Which brings me to why Sept. 18 was Mother's Day for me: that's the day it became clear to the federal government, Wall Street, the media and me that the already slumping economy now was in danger of collapsing into an even worse situation… possibly even a depression.

That scared the heck out of me, but I found comfort in the lessons Mom taught us growing up. Mom was born at the tail end of the Depression, in 1940, the eighth of 12 kids (Irish Catholic, of course). In her family, money and even food were always tight, and luxuries were non-existent. Clothes were passed around like colds, and the family made do with what they had. And what they had was each other. As a result, Mom doesn't value money or material things. She values people, especially family and friends.

Mom taught us those Depression-era values growing up by example. Even with just four kids in a good economy, our budget was always tight. But even after Dad landed a pretty good-paying job with Philip Morris, Mom's thriftiness held sway.

We were two kids to a room, a family of six in a house one-third the size of today's McMansions, eating fast food once a month as a treat. I thought we had color TV because the wood on top was reddish brown. The thing took so long to warm up we had to turn it on at 3:45 p.m. to see a 4 p.m. show. Microwave ovens had been on the market for 10 years before my Mom agreed to get a used one - a hulking box so big it came with its own technician and radiation badges.

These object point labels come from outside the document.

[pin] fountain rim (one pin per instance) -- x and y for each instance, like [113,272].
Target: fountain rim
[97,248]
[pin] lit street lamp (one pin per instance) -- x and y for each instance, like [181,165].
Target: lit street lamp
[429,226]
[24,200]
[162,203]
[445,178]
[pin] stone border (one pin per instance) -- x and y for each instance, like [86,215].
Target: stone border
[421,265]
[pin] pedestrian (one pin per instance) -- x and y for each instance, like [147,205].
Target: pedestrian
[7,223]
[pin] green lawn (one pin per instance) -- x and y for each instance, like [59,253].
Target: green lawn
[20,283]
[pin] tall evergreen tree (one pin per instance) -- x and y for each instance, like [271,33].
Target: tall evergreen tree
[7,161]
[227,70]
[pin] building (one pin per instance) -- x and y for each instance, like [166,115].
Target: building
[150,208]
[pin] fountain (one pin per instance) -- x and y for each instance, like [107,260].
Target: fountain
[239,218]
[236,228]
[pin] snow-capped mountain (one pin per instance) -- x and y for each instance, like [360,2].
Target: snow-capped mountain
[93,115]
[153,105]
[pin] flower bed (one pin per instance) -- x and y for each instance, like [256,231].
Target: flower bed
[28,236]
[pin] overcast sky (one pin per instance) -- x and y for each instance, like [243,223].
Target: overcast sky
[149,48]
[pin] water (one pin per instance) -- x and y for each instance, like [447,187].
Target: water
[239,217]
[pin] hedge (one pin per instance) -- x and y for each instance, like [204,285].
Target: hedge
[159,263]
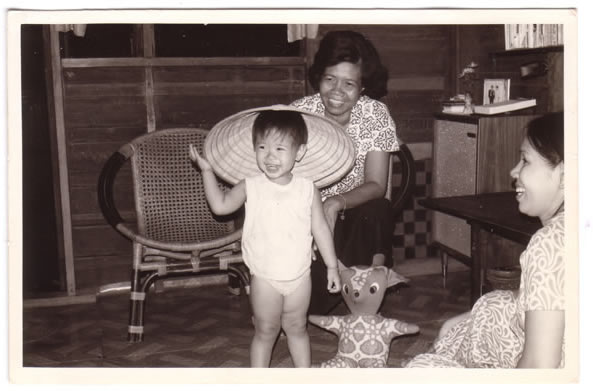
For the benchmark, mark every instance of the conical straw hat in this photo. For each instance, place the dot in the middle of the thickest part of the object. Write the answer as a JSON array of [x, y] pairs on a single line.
[[229, 148]]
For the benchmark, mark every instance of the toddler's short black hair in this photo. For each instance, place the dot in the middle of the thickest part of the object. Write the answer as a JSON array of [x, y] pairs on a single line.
[[285, 122]]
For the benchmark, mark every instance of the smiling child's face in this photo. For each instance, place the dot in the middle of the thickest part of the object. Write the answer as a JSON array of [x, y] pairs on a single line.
[[276, 156]]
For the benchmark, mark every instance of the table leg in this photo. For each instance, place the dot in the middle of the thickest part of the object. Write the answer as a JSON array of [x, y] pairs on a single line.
[[476, 266]]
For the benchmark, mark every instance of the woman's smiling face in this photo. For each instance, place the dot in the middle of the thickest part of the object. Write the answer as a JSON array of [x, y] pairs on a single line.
[[539, 185], [340, 87]]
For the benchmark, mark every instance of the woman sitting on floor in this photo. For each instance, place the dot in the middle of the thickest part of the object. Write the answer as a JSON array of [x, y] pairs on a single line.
[[523, 329]]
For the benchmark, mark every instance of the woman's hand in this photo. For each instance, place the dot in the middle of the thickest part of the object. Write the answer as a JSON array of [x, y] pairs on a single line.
[[334, 284], [331, 207], [199, 160]]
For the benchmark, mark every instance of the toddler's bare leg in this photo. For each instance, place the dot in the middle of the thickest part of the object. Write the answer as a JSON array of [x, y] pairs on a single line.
[[294, 324], [266, 305]]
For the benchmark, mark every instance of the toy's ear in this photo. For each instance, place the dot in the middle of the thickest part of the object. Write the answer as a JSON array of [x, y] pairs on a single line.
[[394, 278], [346, 274]]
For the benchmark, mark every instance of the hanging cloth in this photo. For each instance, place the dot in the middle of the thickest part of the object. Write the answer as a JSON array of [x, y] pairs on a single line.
[[77, 29], [300, 31]]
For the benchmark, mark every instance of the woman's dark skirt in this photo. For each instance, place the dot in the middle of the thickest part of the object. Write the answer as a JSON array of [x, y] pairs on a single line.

In our family, a new car wasn't broken in until it hit 100,000 miles (or until my brother or I actually broke it).

Complementing Mom's thriftiness of wallet is her generosity of heart. She and Dad are blessed with nine grandchildren, and if one can come over to Mom's house, she will do whatever she can to get them ALL over there. The more family you have together at once, the happier she is.

And she doesn't limit her gatherings to just family. In high school, our Christmases were a lot like the first Noel, because we usually had a couple of Jewish guys in the house. Two of my best friends, Robert and Darryl, were regulars at Christmas dinner, not because Mom was trying to convert them (although she would've), but because they were friends with no other plans that day.

All this was a comfort on Sept. 18 and has been since. Economics tells us that every bubble of artificially high values (such as dotcom stocks or housing prices) is followed by a correction, when values fall dramatically back into balance with reality.

When I compare today's world to the one Mom grew up in, and even the world I grew up in, it feels like our standard of living has become artificially inflated. With our easy credit, increasingly extravagant expectations and lack of financial discipline from our own street to Wall Street to both ends of Pennsylvania Avenue, we seem ripe for a pretty significant lifestyle correction. And honestly, that scares the heck out of me.

Then I think of my mom and her parents and 11 siblings, jammed in a small house, scrambling to feed and clothe themselves - but they were rich in family, friends and faith. They made it. We can make it. Mom has shown us how.